0

I have some lines of code I am trying to remove some leading text from which appears like so:

Line 1: myApp.name;
Line 2: myApp.version
Line 3: myApp.defaults, myApp.numbers;

I am trying and trying to find a regex that will remove anything up to (but excluding) myApp.

I have tried various regular expressions, but they all seem to fail when it comes to line 3 (because myApp appears twice).

The closest I have come so far is:

.*?myApp

Pretty simple - but that matches both instances of myApp occurrences in Line 3 - whereas I'd like it to match only the first.

There's a few hundred lines - otherwise I'd have deleted them all manually by now.

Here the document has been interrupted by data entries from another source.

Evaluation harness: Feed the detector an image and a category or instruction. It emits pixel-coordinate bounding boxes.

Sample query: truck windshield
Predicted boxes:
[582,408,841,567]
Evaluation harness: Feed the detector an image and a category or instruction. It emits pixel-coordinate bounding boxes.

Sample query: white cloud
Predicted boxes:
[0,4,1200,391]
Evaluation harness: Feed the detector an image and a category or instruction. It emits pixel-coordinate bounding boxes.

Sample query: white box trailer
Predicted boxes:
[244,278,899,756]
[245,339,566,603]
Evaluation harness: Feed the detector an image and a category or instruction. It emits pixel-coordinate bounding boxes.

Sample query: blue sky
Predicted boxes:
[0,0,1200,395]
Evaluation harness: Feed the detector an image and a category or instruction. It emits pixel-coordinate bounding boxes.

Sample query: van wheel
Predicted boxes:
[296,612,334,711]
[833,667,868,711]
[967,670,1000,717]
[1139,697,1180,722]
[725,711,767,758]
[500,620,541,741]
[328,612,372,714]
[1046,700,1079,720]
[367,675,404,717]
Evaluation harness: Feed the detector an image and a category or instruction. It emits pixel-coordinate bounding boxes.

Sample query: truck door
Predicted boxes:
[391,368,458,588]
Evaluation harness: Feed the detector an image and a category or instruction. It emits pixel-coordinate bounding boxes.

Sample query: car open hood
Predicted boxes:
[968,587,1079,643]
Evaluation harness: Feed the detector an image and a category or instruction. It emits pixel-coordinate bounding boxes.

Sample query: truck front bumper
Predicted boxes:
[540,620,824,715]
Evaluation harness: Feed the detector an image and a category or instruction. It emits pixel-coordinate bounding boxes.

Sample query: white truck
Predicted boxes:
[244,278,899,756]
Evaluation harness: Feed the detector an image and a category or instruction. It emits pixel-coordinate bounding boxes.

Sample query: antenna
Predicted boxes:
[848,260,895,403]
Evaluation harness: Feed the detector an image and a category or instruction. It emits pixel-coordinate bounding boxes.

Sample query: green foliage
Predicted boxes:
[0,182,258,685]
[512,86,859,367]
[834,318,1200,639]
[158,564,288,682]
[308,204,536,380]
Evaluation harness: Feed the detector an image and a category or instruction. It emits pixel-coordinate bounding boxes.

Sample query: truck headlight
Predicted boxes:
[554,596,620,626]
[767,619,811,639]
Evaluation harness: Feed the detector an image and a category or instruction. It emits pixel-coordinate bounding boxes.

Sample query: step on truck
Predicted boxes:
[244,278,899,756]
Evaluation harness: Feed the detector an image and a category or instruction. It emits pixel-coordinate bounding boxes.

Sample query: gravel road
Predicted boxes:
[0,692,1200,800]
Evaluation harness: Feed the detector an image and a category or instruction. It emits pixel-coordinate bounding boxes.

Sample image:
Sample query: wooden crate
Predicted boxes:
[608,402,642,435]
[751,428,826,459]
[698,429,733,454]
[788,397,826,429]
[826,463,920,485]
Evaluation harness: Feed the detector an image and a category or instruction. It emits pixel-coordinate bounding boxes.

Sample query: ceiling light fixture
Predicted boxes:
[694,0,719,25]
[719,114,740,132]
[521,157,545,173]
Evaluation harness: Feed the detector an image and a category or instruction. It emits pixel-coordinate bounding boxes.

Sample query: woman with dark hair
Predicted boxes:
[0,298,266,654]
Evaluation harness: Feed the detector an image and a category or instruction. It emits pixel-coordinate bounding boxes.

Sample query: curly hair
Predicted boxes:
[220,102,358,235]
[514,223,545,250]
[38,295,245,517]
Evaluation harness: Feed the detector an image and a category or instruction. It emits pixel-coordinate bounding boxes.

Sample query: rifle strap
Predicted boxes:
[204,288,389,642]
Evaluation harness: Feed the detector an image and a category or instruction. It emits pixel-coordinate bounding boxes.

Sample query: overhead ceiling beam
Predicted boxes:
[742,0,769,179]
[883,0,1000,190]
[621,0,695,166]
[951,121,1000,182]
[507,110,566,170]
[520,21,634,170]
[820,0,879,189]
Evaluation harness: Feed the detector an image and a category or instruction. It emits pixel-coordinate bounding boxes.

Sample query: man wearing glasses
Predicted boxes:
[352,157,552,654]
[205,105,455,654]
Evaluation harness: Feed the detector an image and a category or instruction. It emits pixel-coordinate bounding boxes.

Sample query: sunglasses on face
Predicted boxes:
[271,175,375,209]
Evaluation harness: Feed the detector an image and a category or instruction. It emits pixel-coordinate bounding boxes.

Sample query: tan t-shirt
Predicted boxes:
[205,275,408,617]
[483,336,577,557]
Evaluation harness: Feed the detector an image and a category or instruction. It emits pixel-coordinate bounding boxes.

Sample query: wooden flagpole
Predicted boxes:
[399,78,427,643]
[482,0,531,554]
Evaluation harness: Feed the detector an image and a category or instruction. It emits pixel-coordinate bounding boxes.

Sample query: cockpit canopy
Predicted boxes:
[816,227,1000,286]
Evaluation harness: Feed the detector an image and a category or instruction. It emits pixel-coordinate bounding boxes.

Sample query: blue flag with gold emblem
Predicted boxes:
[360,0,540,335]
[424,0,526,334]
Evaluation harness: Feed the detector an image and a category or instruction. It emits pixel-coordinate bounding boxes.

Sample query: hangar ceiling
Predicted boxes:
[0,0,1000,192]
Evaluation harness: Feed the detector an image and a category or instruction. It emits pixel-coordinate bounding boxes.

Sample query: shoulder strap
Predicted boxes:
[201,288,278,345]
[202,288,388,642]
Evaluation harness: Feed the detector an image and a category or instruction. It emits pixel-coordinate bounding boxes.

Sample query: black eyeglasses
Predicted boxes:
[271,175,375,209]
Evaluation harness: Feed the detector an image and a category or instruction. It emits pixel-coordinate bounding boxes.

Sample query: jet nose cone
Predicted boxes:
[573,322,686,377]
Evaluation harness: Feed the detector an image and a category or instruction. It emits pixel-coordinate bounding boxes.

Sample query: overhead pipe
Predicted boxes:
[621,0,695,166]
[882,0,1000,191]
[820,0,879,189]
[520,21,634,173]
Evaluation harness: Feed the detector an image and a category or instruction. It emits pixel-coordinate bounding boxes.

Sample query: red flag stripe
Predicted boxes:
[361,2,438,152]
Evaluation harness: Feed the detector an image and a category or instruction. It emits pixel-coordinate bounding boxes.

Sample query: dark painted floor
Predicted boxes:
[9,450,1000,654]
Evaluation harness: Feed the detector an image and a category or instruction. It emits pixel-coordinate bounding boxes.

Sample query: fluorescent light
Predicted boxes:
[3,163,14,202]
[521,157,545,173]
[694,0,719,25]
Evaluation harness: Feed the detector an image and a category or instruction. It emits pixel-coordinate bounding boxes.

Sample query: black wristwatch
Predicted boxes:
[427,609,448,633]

Can somebody help me? Thanks.

keldar
  • 6,152
  • 10
  • 52
  • 82

2 Answers2

2

You need to add an anchor ^ which matches the starting point of a line ,

^.*?(myApp)

DEMO

Use the above regex and replace the matched characters with $1 or \1. So that you could get the string myApp in the final result after replacement.

Pattern explanation:

  • ^ Start of a line.
  • .*?(myApp) Shortest possible match upto the first myApp. The string myApp was captured and stored into a group.(group 1)
  • All matched characters are replaced with the chars present inside the group 1.
Avinash Raj
  • 172,303
  • 28
  • 230
  • 274
  • Thanks! Can you explain why the carat makes all the difference? I need to brush up on my regex skills. – keldar Sep 13 '14 at 17:22
  • I understand it signifies the beginning of a line, but cannot understand how it helps. – keldar Sep 13 '14 at 17:23
1

Your regular expression works in Perl if you add the ^ to ensure that you only match the beginnings of lines:

cat /tmp/test.txt  | perl -pe 's/^.*?myApp/myApp/g'
myApp.name;
myApp.version
myApp.defaults, myApp.numbers;

If you wanted to get fancy, you could put the "myApp" into a group that doesn't get captured as part of the expression using (?=) syntax. That way it doesn't have to be replaced back in.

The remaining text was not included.